Today, all schools may choose to make automatic electronic defibrillators (AEDs) readily available, but what are the legal risks involved in using the devices? Should a school district be prepared to respond to legal challenges if its employees use the AEDs?

According to the American Heart Association, to date, no known judgments have been rendered against the operator of an AED for negligent or improper use. The Air & Space Lawyer (a publication of the American Bar Association) published an article opining the “liability claims associated with the negligent operation of AEDs are mitigated by the difficulty in establishing that the operator proximately caused harm to the victim….The AED operator is attempting to resuscitate an individual who, absent the AED, will likely remain dead.”

Ohio law provides qualified immunity for school district employees who are using an AED placed in the school (Ohio Revised Code (RC) 3313.717(C)). Also, Ohio’s long standing Good Samaritan Law (RC 2305.23) enables a range of non-traditional first responders to use AEDs for administering emergency care. Also, many AED manufacturers offer indemnification agreements to AED owners/ users in the event of product malfunction, although the terms vary by manufacturer. Finally, simply having an AED available isn’t enough. The AED must be tested and maintained with the batteries and pads replaced on a regular basis.

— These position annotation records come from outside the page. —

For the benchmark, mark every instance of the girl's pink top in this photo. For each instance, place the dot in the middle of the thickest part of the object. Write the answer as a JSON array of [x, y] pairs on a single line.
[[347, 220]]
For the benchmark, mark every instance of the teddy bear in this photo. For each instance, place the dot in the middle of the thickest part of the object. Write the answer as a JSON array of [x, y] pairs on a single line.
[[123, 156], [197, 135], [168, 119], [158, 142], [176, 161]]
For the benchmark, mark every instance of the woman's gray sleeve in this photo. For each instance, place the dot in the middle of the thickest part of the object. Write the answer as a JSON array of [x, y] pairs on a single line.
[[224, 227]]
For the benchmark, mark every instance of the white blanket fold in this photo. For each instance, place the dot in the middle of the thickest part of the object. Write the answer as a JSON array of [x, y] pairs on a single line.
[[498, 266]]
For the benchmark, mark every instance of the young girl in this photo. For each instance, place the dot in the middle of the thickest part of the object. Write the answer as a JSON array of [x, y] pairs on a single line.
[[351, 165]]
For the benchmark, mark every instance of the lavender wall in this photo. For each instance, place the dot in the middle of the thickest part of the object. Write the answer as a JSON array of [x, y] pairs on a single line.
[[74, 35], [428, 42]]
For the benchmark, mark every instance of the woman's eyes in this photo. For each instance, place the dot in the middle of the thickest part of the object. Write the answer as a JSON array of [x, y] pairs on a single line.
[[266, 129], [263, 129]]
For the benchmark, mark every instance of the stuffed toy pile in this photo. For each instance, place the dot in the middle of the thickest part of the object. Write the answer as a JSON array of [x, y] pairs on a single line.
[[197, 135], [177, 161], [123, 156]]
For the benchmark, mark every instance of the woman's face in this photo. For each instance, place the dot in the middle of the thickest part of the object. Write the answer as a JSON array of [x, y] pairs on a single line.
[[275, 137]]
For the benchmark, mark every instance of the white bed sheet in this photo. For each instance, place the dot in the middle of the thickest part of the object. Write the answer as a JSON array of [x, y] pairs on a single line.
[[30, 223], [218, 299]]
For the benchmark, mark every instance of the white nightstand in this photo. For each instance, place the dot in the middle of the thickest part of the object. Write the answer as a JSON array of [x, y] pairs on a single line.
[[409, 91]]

However, the possibility that liability claims may be successfully raised cannot be ruled out. For example, in 1996, Busch Gardens Theme Park was found negligent for not properly training its employees to provide emergency care and for failing to have essential medical equipment, including a defibrillator, on the premises. In that case, the plaintiff was awarded $500,000 in damages for the death of her teenage daughter at the amusement park. This is just one of many judgments that have been handed down as a result of not having equipment and properly trained individuals available in an emergency.

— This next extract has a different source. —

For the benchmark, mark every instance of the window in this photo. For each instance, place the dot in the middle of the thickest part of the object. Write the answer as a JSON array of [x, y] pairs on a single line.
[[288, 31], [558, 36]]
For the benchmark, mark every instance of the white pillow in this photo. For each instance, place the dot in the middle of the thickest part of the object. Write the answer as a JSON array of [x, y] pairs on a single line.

School districts must be aware that, in addition to having AEDs available, actually training (and re-training) employees in their proper use is equally important. RC 3313.6023 requires school districts who have chosen to make AEDs available in their schools to provide training in the use of AEDs to each person employed by the district. Training must be completed for all employees by July 1, 2018, and repeated once every five years thereafter.